Este modelo, uma singularidade portuguesa, tem sido apontado por muitos, especialmente fora do nosso país, como um dos grandes responsáveis pelos bons resultados alcançados até agora no combate à pandemia. O segredo da sua eficácia está na simbiose entre a imposição, por via regulamentar, deste paradigma e o registo e monitorização do seu cumprimento no sistema informático que lhe serve de suporte: o Trace COVID-19.
O nome da plataforma transporta-nos para a sua génese. Inicialmente, visava ser um sistema de registo da atividade das equipas de saúde pública, designadamente de identificação de cadeias epidemiológicas (tracing), mas rapidamente se transformou no primeiro sistema de gestão da pandemia, com os médicos de família a tornarem-se os seus principais atores.
São já quase meio milhão os utentes que, por uma razão ou por outra, foram registados no Trace COVID-19. Entre estes, encontram-se aqueles que, por serem casos suspeitos ou confirmados de Covid-19 com sintomas pouco graves e por não terem comorbilidades, foram enviados para os seus domicílios pelos enfermeiros do SNS24 ou pelos médicos dos hospitais ou das ADC-COMUNIDADE (as unidades que, nos centros de saúde, atendem, exclusivamente, utentes suspeitos de estarem infetados com o vírus SARS-CoV-2).

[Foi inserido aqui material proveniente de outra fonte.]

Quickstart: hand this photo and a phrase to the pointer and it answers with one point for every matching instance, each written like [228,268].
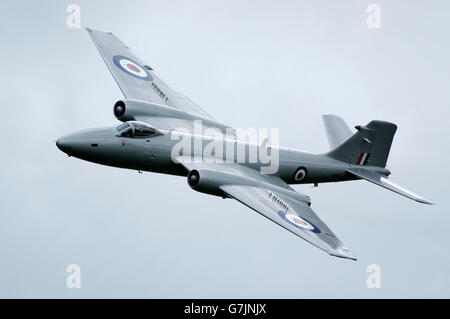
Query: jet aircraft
[152,113]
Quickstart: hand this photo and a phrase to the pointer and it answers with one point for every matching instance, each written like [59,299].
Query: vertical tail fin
[369,146]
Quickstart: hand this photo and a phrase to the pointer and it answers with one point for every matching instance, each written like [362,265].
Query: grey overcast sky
[250,64]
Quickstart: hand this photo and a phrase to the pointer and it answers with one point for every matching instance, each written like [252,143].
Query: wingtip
[343,253]
[425,201]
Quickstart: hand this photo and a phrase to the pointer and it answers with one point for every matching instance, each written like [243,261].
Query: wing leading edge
[274,199]
[137,80]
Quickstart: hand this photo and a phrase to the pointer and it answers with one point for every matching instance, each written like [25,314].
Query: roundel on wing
[131,67]
[298,221]
[300,174]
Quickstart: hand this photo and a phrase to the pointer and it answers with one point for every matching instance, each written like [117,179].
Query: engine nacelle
[207,181]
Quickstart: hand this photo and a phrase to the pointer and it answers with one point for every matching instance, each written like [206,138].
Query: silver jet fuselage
[154,154]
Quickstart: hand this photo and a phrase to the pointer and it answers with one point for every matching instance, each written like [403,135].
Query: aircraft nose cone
[64,145]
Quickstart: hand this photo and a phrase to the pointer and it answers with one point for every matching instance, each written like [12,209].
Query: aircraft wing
[270,196]
[137,80]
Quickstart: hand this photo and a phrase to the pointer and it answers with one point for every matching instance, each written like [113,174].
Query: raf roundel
[131,67]
[298,221]
[300,174]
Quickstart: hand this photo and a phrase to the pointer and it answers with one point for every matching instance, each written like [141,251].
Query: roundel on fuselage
[300,174]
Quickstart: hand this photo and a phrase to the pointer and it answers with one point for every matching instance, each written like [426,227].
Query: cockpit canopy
[136,129]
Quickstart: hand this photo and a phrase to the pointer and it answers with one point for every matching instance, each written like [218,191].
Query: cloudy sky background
[249,64]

Estes utentes são depois acompanhados no seu domicílio, sendo a informação recolhida e inserida no Trace COVID-19 pelo seu médico de família ou pelo médico de medicina geral e familiar que o substituir, de modo a que, dentro de cada Agrupamento de Centros de Saúde (ACeS), seja possível acompanhar o utente e monitorizar a execução das tarefas.
É, assim, possível apurar, muito rapidamente, se o doente tem algum agravamento de sintomas, carecendo de ser observado presencialmente por um médico ou até de internamento hospitalar, ou se, estando assintomático, já esteve tempo suficiente em isolamento, devendo realizar novo teste à Covid-19 para, eventualmente, ser dado como curado.
Este modelo de acompanhamento tem, evidentemente, vários benefícios adicionais, pelo menos tão importantes quanto os atrás referidos: em primeiro lugar, a tranquilização dos utentes, que, sendo casos suspeitos ou confirmados de Covid-19, estão especialmente ansiosos; em segundo lugar, a racionalização do recurso ao Serviço Nacional de Saúde, por via da redução das deslocações desnecessárias aos hospitais, em especial às urgências, ou aos centros de saúde, bem como do número de chamadas para o SNS24; e, finalmente, a diminuição do contágio da doença, muito especialmente em virtude do incremento do respeito pelo isolamento obrigatório, pois os utentes, estando em vigilância clínica ou epidemiológica, sabem que serão contactados a qualquer momento por um médico e que este, facilmente, perceberá se não se encontrarem no domicílio.
Embora tenha deixado de ser a sua vocação principal, este sistema informático permite, também, registar e monitorizar as tarefas das equipas de saúde pública, designadamente a identificação dos contactos epidemiológicos, que, como bem sabemos, são tão importantes para identificar e interromper as cadeias de transmissão dos novos surtos da epidemia.
O novo modelo e o sistema Trace COVID-19 já permitiram registar mais de um milhão de vigilâncias. São milhares as horas dadas pelos médicos a estas tarefas. São milhares os utentes que, tal como a Joana, beneficiaram deste serviço. Foi um paradigma que nasceu com a Covid-19. Não sabemos como será o futuro. O pós-pandemia. Ninguém sabe. Voltar atrás não é, contudo, uma possibilidade. Resta-nos, então, garantir que o futuro passará pelo que de bom tem sido feito.